Director Cobb told the Cheyenne City Council at a work session that the engineering division needs modest budget increases for fiscal 2027 while grappling with staffing shortages, material delays and a large backlog of deferred projects. Cobb framed his presentation around safety, asset preservation and stewardship of taxpayer funds, and outlined a request that would raise the division’s general-fund budget by about $340,152 for next year.
Cobb said the department has about 18 active full‑time equivalents across its sections and is proposing an additional GIS hire; the engineering core currently lists roughly eight FTEs directly in engineering, three in GIS and several staff in related units and consultants. “We’ve got 18 active FTEs,” Cobb said, and added the city relies heavily on consultants — “over a hundred” active consulting contracts — to deliver and design projects.
A major financing and operational pressure is the city’s backlog of needed work. Cobb said a drainage backlog figure in his memo totals $142,500,000 and later described the combined roadway and drainage backlog as roughly $400,000,000. “We’re looking at almost 400 and some million dollars in backlog,” he said, and urged the council to prioritize projects that help the most people.

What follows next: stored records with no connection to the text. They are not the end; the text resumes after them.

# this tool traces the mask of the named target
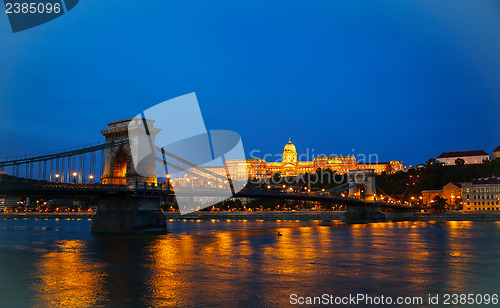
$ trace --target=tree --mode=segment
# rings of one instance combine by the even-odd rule
[[[448,204],[446,203],[446,199],[441,198],[440,196],[435,196],[433,199],[433,203],[431,208],[436,213],[442,213],[448,209]]]

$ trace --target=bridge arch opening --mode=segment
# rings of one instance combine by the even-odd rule
[[[125,151],[116,153],[113,164],[113,184],[125,185],[127,184],[127,154]]]

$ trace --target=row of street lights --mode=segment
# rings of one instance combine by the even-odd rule
[[[77,172],[73,172],[73,183],[76,183],[76,176],[77,175],[78,175]],[[59,177],[60,177],[59,173],[56,173],[55,177],[56,177],[56,183],[59,183]],[[93,184],[94,183],[94,176],[90,175],[89,179],[90,179],[90,184]]]

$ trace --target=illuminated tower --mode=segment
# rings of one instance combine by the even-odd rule
[[[297,150],[289,139],[283,150],[283,163],[281,167],[281,176],[297,175]]]

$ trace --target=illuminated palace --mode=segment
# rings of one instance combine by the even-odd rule
[[[241,159],[227,160],[222,167],[205,167],[213,173],[225,176],[227,172],[235,178],[243,179],[248,177],[251,179],[267,179],[276,173],[282,177],[298,176],[307,172],[316,172],[318,168],[323,170],[331,169],[332,171],[344,174],[351,170],[367,170],[372,169],[377,174],[395,173],[403,169],[401,162],[375,162],[362,163],[357,162],[353,155],[347,156],[319,156],[313,161],[298,161],[297,150],[295,145],[289,140],[283,150],[283,159],[281,162],[266,162],[264,159]],[[199,174],[197,170],[191,170],[193,173]],[[185,179],[190,178],[186,175]]]

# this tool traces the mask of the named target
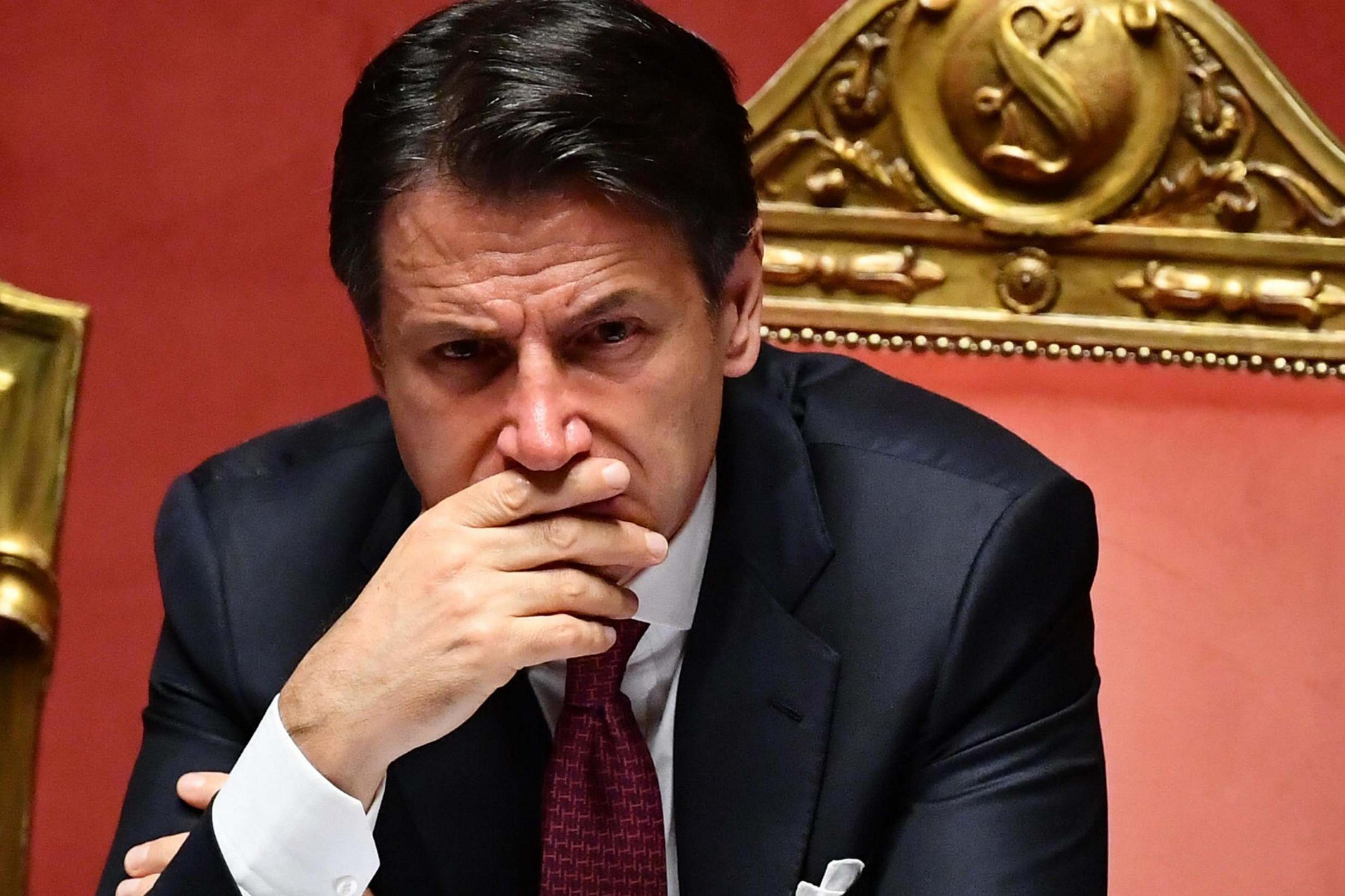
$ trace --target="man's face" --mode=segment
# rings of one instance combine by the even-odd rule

Cobb also highlighted a technical change that will increase future project costs: updated intensity‑duration‑frequency (IDF) rainfall curves. “Two‑, five‑, 10‑ and 25‑year storms have increased as much as 30% from what they were,” he warned, noting that a system designed last year for a 50‑year event may now be effectively a 25‑year design under the new curves, which will raise drainage‑infrastructure costs.
Another near‑term compliance change is the city’s MS4 stormwater permit. Cobb told the council that Wyoming DEQ is transitioning Cheyenne from a general MS4 permit to an individual MS4 permit (he said two individual permits will be issued in the state, for Casper and Cheyenne), a shift that will increase inspection and oversight responsibilities and likely require more in‑house inspectors and contractor oversight.
On budget specifics, Cobb sought increases in professional services (+$20,000), software and maintenance (+$84,211) to cover AutoCAD, Bluebeam and other tools, plus smaller increases for equipment and furniture. He said some software costs previously covered by American Rescue Plan funds must now be absorbed by the department.
Council members pressed Cobb on hiring and contractor availability. Cobb acknowledged a tight local market for civil engineers and construction crews, and attributed supply‑chain delays for electrical components, concrete and pipe to regionwide development activity. “Demand is high and supply is low,” he said.
The presentation closed with Cobb emphasizing that large, multi‑year projects typically take one to two years to show tangible results even when funding is available, and that the department is trying to balance near‑term maintenance needs with long‑range capital programs.
The council did not take formal action at the work session; Cobb’s budget recommendations and project priorities will return to the council in the regular budget process for further review.